Öncelikle olayı kısır, güncel siyasi tartışmalar etrafında incelemenin faydasız olduğu kanaatindeyim. Zira siyasi partilerin bu pakete verecekleri tepki paket açıklanmadan çok daha önce belirlenmişti parti organlarınca. BDP paketin yetersiz olduğunu söyleyecek; MHP üniter yapının bozulacağını belirtecek; CHP ise “ Biz aynı önerileri meclise sunduk AKP kabul etmedi.” diyecek ve ekleyecek “Bu pakete destek vermiyoruz.” CHP’nin içine düştüğü paradoksu da bir kenara bırakalım ve bu paketi Türkiye’nin son yıllardaki siyaseti çerçevesinde incelemeye çalışalım. Bir zamanlar Kürtçe şarkı söylemenin suç sayıldığı bu ülkede Kürtçe yayın yapan bir televizyon kanalı kuruldu. Bu denli olağan bir hak iadesi bile bölünüyoruz korkusunu öyle bir büyüttü ki toplumda ve özellikle bazı siyasi çevrelerde… Maalesef anormal olana o kadar çok alışılmıştı ki Türkiye’nin yaşamış olduğu normalleşme süreci bazılarınca sindirilemiyordu. En kötüsü de bugüne kadar hep bu siyasi kültürle büyümüş halk da ‘acaba’ diyordu bu yapılanlara. ‘Acaba hakikaten bölünür müyüz?’ Bir diğer konumuz ise başörtüsü… Hali vakti yerinde olan, küçük bir azınlık, kızlarımız yurt dışına okumaya gidebilirken büyük bir çoğunluk ya başını açmak zorunda kalarak ya da peruk takarak üniversiteye devam edebiliyordu. Diğerleri
ise sırf başörtüsünün sorun edilmesinden dolayı eğitim hayatlarına devam edememekteydiler. Tüm bunlar yetmezmiş gibi başörtülü kadınları sokakta bile görmek istemediğini söyleyen YÖK başkanımız ve başörtüsü serbestliği yönünde oy kullanan milletvekillerini “455 el kaosa kalktı.” diye manşete taşıyan gazetelerimiz vardı. Bu yakın siyasi tarihimizdeki olaylar incelendiğinde; paketle gelen ve bu iki konuyla alakalı olan değişikliklerin ne kadar radikal olduğu gözler önüne seriliyor. Kürt vatandaşlarımızın anadillerinde eğitim yapabilme hakkına; ve kadınların kamuda, bazı meslek dalları hariç, başörtüsüyle çalışabilme hakkına kavuşabilecek olmaları çok ciddi, radikal ve demokratikleşme adına önemli adımlardır. Şu ana kadar kamuoyu ve siyasilerin açıklamaları dikkate alındığında her ne kadar bazı çatlak sesler duyulsa da kamuoyunun artık siyasi partilerden çok daha demokratik olduğu ortadır. Zira toplumun kahir ekseriyeti bu maddeleri desteklemektedir.

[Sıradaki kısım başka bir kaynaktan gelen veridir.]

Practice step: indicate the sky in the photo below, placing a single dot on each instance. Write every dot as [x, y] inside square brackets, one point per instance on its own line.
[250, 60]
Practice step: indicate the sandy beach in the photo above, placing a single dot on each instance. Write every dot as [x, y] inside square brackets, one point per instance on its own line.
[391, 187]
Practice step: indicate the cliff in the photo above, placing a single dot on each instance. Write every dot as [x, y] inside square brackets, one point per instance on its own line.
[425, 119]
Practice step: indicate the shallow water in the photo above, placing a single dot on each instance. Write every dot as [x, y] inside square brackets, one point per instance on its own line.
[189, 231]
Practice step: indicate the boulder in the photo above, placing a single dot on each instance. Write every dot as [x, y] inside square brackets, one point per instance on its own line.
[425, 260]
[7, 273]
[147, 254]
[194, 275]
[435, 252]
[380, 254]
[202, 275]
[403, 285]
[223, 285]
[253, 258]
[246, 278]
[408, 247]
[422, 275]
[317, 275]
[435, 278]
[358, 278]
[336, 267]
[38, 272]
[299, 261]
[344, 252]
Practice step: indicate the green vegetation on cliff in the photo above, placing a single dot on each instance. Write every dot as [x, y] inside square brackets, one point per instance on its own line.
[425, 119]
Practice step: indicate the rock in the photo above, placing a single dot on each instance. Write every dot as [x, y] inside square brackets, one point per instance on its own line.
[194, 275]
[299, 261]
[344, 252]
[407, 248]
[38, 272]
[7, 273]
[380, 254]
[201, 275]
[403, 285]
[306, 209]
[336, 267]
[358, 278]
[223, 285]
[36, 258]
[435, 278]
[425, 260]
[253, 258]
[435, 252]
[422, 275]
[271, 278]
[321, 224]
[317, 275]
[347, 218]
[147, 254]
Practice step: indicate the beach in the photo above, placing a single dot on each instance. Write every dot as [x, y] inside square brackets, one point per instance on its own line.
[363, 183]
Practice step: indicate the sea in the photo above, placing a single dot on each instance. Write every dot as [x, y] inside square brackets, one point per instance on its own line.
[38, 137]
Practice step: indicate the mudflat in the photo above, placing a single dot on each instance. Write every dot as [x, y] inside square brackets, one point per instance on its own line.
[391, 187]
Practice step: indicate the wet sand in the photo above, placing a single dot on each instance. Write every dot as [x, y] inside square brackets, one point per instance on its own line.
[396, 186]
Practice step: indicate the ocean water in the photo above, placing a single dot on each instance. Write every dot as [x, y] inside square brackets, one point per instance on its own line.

Maalesef devletimiz yıllarca kendi vatandaşlarına potansiyel düşmanmış gibi baktı ve öyle bir algı yarattı ki bütün Kürtler bölücü; bütün dini hassasiyeti olan insanlar da gerici… Bu algı maalesef en çok yine devletimize ve vatandaşlarımıza zarar verdi. Devlet kendini bu sözde tehlikelerden korumak adına demokrasi ve insan haklarıyla bağdaşmayan bir sürü uygulamaya başvurdu. Son dönemlerde bu algının değiştiğini görmek demokrasi adına sevindirici bir haber… Umarım bu paket sadece atılan ilk adımlardan birisi olur ve devamı gelir çünkü görünen o ki artık Türkiye bu kadar demokrasiyle de yetinmeyecek çok daha fazlasını istemeye devam edecektir hükumetten ve devletten.